Davutoğlu: Erdoğan İsrail'e çelik, gıda ve jet yakıtı gönderen bir lider olarak anılacak

Davutoğlu, “Eğer siyasi hırsıyla ben hayatımın sonuna kadar bu makamlarda duracağım dememiş olsaydı, onurla ve izzetle one minute demiş bir lider olarak hatırlanacaktı” dedi

Fotoğraf: AA

Gelecek Partisi Genel Başkanı Ahmet Davutoğlu, TBMM'de Gelecek - Saadet Grup Toplantısı'nda konuştu.

 “Düşünün bir devlet adamı seçime hazırlanırken halka şöyle hitap ediyor. Bizim olmadığımız bir büyükşehir belediyesi, kusura bakmayın açık konuşuyorum. Doğalgazı nasıl getirecekler. Biz varsak doğalgaz var biz yoksak doğalgaz yok.Diyelim ki Ordu'da seçimi yüzde 49 oyla kaybettiler, yüzde 51 oyla da başka bir parti kazandı. Diyor ki bana oy vermeyenleri cezalandırdığım gibi bana oy verenleri de cezalandırırım” diyen Davutoğlu'nun grup toplantısındaki açıklamalarında satır başları şöyle:

Sisi ile yan yana durdular

Ben duyunca bir anlamda en azından Refah'a giderler diye sevinmiştim, Gazze'nin bir sesini duyururlar dünyaya diye sevinmiştim. Madem bu kadar büyük taviz veriyorsunuz. Sisi ile yan yana durdular ve kardeşim Sisi dedi. Bundan 5 sene önce İstanbul sokaklarında seçim iki aday arasında değil, Sisi ile Binali arasında oyunuz Binali mi Sisi mi diye insanlara oy kullandırtan bir liderin Allah indinde aslında düştüğü zillet halinin temsilidir. Geçen seçim Binali mi Sisi mi dedin, şimdi Sisi kardeşinle seçime gidiyorsunuz.

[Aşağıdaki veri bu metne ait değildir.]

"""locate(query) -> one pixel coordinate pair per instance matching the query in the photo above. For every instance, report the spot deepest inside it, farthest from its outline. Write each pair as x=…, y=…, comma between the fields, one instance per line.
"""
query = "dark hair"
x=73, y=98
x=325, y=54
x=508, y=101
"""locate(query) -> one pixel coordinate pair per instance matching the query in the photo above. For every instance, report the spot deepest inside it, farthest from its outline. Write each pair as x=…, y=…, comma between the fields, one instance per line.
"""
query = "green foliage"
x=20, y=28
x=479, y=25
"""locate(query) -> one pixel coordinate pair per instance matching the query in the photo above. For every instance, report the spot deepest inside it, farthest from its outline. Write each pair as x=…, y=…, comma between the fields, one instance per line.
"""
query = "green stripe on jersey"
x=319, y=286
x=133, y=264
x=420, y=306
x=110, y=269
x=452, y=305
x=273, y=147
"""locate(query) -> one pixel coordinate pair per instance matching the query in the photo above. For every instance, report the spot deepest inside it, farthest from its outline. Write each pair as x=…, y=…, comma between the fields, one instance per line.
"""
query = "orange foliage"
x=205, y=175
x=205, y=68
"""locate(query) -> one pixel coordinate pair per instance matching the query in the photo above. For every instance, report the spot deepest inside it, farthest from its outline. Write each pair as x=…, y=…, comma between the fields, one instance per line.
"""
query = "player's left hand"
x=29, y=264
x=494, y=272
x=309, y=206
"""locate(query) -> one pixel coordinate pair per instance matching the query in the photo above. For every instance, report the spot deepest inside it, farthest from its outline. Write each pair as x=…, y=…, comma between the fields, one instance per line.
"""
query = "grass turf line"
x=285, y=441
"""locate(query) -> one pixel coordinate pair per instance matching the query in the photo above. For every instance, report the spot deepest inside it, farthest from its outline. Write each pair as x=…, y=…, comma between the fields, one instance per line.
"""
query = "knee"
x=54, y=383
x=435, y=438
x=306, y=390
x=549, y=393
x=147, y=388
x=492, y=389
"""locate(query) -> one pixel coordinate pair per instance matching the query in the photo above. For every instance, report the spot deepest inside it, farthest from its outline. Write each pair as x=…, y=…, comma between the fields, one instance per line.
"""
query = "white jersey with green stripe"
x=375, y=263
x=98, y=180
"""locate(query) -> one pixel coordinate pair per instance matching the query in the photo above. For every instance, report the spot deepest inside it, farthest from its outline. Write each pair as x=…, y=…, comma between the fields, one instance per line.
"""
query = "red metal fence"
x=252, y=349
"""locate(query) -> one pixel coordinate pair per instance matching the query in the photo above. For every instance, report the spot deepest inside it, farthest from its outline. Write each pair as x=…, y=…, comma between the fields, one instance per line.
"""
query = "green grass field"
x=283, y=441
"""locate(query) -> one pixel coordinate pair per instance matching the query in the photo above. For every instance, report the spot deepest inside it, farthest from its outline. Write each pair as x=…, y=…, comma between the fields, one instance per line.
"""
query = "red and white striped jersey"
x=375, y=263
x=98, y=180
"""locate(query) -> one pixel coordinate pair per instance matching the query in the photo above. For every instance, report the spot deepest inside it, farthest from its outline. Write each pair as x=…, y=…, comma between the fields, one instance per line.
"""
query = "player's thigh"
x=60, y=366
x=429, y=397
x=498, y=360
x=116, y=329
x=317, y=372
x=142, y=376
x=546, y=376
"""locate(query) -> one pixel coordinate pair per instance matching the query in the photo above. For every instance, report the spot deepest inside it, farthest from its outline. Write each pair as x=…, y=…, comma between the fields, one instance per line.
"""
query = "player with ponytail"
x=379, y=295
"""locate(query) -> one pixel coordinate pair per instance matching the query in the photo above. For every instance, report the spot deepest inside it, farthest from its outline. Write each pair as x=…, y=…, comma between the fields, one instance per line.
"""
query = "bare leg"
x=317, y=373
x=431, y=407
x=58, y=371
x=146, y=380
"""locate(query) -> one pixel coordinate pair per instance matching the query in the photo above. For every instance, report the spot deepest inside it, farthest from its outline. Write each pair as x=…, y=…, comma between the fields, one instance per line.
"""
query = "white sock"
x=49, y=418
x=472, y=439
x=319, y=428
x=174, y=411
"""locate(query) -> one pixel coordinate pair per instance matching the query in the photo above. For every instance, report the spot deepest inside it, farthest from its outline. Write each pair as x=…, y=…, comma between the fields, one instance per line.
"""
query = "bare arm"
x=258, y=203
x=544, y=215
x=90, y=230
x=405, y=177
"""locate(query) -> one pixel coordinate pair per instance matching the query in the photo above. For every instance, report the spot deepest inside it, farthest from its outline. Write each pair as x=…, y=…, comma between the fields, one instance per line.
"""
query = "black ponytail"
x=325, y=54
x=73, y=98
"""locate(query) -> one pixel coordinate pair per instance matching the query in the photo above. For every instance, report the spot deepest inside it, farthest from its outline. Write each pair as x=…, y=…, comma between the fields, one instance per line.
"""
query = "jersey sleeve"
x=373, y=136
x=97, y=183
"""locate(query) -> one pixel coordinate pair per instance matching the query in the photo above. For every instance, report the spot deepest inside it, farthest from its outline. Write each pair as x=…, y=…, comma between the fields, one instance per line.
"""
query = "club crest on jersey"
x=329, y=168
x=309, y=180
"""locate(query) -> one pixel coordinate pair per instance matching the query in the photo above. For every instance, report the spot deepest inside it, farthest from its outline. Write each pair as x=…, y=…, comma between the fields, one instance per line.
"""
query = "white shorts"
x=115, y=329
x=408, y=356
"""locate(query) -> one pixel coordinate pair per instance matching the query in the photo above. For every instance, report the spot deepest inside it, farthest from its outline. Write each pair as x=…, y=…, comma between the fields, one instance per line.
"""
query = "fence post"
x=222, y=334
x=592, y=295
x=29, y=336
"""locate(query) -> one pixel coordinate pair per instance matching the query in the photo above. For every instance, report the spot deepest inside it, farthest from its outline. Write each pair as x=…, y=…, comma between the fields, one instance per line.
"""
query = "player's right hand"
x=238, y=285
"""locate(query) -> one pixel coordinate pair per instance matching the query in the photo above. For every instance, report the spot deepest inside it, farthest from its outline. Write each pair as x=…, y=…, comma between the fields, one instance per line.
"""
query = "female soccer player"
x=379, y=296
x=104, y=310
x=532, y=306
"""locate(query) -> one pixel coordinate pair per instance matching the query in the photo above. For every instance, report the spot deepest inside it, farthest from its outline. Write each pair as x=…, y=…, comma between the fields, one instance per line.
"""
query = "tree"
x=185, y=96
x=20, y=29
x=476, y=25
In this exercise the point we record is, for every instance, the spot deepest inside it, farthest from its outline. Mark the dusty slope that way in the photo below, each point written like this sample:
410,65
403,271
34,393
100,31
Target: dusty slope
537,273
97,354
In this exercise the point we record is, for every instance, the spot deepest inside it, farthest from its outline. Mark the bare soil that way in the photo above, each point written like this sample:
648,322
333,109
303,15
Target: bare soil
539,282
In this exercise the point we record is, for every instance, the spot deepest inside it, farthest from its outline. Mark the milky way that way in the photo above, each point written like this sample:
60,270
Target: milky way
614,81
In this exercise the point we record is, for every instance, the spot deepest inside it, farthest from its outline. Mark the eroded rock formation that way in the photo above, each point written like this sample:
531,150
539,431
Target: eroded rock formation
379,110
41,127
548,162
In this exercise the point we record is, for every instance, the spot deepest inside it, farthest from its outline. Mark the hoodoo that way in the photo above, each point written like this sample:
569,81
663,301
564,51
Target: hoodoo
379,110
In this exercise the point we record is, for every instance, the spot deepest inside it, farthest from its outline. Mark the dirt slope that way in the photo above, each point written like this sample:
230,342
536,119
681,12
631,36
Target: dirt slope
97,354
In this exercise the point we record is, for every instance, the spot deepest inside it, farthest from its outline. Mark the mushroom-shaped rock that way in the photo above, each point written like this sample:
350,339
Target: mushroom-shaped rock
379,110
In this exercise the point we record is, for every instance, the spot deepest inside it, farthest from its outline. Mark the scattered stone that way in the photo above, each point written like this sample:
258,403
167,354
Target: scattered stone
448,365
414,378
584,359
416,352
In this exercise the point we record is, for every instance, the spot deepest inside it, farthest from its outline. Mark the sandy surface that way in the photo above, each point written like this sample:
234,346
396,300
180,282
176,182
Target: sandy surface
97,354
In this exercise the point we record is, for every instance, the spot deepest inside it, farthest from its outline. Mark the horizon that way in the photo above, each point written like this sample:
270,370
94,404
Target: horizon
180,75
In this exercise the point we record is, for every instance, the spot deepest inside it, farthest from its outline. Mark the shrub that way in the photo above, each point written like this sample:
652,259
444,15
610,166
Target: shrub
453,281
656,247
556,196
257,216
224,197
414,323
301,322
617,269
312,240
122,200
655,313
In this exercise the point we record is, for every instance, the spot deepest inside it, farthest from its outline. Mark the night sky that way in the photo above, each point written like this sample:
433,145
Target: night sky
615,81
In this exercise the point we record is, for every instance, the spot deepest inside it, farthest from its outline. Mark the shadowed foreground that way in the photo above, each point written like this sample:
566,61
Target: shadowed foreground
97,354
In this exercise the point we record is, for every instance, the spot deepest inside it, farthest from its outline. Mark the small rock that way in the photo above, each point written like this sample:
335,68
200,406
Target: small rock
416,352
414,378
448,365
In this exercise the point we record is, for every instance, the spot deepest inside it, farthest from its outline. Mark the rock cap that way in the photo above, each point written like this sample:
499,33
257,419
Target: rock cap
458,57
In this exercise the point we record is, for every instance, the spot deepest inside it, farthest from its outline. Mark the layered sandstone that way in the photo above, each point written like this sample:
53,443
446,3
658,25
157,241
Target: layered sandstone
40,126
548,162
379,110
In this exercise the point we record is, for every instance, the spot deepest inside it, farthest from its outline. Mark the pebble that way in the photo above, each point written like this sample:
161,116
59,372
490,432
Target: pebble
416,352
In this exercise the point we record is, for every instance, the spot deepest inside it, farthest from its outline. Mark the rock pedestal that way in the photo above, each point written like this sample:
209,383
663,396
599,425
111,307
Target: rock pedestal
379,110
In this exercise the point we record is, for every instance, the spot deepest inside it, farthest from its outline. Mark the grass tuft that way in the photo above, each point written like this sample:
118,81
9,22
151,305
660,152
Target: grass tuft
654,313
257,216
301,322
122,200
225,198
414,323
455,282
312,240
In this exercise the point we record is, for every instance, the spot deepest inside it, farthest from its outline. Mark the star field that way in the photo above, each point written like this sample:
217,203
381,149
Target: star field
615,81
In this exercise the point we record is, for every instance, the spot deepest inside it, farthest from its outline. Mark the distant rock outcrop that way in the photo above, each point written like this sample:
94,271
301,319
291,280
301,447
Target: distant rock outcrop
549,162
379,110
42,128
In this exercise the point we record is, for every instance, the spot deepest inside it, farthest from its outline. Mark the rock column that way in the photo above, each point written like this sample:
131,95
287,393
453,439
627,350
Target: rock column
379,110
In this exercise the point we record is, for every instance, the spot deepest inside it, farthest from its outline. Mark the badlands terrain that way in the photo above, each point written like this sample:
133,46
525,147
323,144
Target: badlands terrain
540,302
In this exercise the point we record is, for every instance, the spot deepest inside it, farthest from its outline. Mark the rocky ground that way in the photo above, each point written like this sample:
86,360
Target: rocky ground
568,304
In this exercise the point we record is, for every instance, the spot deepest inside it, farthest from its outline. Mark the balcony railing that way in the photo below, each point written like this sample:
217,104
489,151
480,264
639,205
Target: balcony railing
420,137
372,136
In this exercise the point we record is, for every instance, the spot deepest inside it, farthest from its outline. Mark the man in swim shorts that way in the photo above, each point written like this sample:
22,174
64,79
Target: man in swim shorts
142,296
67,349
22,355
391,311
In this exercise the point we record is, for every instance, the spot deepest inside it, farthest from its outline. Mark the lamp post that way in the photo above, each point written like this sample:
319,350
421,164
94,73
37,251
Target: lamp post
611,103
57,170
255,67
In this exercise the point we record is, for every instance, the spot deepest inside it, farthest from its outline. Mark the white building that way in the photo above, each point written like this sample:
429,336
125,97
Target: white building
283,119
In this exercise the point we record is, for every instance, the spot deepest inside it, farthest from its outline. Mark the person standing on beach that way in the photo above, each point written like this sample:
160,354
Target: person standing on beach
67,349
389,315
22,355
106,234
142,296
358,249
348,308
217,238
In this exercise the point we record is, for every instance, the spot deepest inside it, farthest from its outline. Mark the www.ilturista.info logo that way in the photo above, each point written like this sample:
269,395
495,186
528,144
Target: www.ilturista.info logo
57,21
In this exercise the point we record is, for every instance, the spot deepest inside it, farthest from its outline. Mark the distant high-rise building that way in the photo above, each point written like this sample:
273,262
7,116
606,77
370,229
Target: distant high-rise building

Bir tek kamu görevlisi suçlu bulunmadı

İliç'te hala 9 işçimiz çıkartılamadı, yüreğimiz yanıyor. Kim bunu sorumlusu, devlet can emniyetini sağlar, devlet bu emniyetin gereğini yapar ve bu emniyeti tehdit eden kim olursa olsun cezalandırır. Ne oldu 1 hafta geçti, 6 asli kusurlu bulundu.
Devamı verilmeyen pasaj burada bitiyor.